Literature DB >> 24726902

Identification of naïve HVC-4 patients who may be treated with pegylated-interferon and ribavirin according to IL28B polymorphisms.

Lucio Boglione1, Jessica Cusato2, Amedeo De Nicolò2, Giuseppe Cariti2, Sarah Allegra2, Valeria Ghisetti2, Giovanni Di Perri2, Antonio D'Avolio2.   

Abstract

BACKGROUND: The current treatment of HCV-4 patients is dual therapy with PEG-IFN and ribavirin; however, new drugs against this genotype will be available within few months. Despite the evidenced good virological response in IFN-free regimens, the high cost of these new therapies will require patient selection. In our paper we propose the use of both rs8099917 and rs12979860 IL28-B polymorphisms, in order to identify potentially categories of SVR, null-responder and relapse and consequently to choose the dual therapy or novel approach.
METHODS: One hundred and sixty-nine patients with chronic hepatitis C and genotype 4 treated with pegylated interferon and ribavirin for 48weeks were retrospectively studied. All patients were genotyped for rs8099917 and rs12979860 interleukin-28B polymorphisms.
RESULTS: 80 patients with SVR (88.8%) had the TT/CC or TT/TC (rs8099917/rs12979860) (p<0.001) genotypes; the null-responders (n=13), 9 (69.2%) showed the GG/TT allelic distribution (p<0.001); relapsers showed a prevalent distribution of the TG/TC genotype (83.3%) (p<0.001). The 6 (100%) breakthrough patients showed TT/TC genotype, while the partial responders patients did not show any particular IL-28B genetic profile. Genetic profiles different from TT/CC showed 94.9% negative predictive value for SVR, with 92.6% of sensitivity and 65.2% of specificity.

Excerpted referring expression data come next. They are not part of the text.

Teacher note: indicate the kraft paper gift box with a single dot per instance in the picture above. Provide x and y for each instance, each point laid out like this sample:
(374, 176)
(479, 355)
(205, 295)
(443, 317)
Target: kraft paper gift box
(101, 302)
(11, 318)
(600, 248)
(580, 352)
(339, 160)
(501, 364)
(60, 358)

Insulin-resistance, diabetes and liver fibrosis were not relevant in our multivariate analysis.
CONCLUSIONS: The combination of both rs8099917/rs12979860 polymorphisms is useful for early identification of SVR, null-responders and relapsers. This could be used to chose between standard dual therapy or novel approach with IFN-free regimens.
Copyright © 2014 Elsevier B.V. All rights reserved.

Entities:  

Keywords:  Breakthrough; Genetic polymorphisms; HCV-4; IL-28B; Null responder; Relapser

Mesh:

Substances:

Year:  2014        PMID: 24726902     DOI: 10.1016/j.antiviral.2014.03.016

Source DB:  PubMed          Journal:  Antiviral Res        ISSN: 0166-3542            Impact factor:   5.970


  2 in total

Review 1.  Current status and emerging challenges in the treatment of hepatitis C virus genotypes 4 to 6.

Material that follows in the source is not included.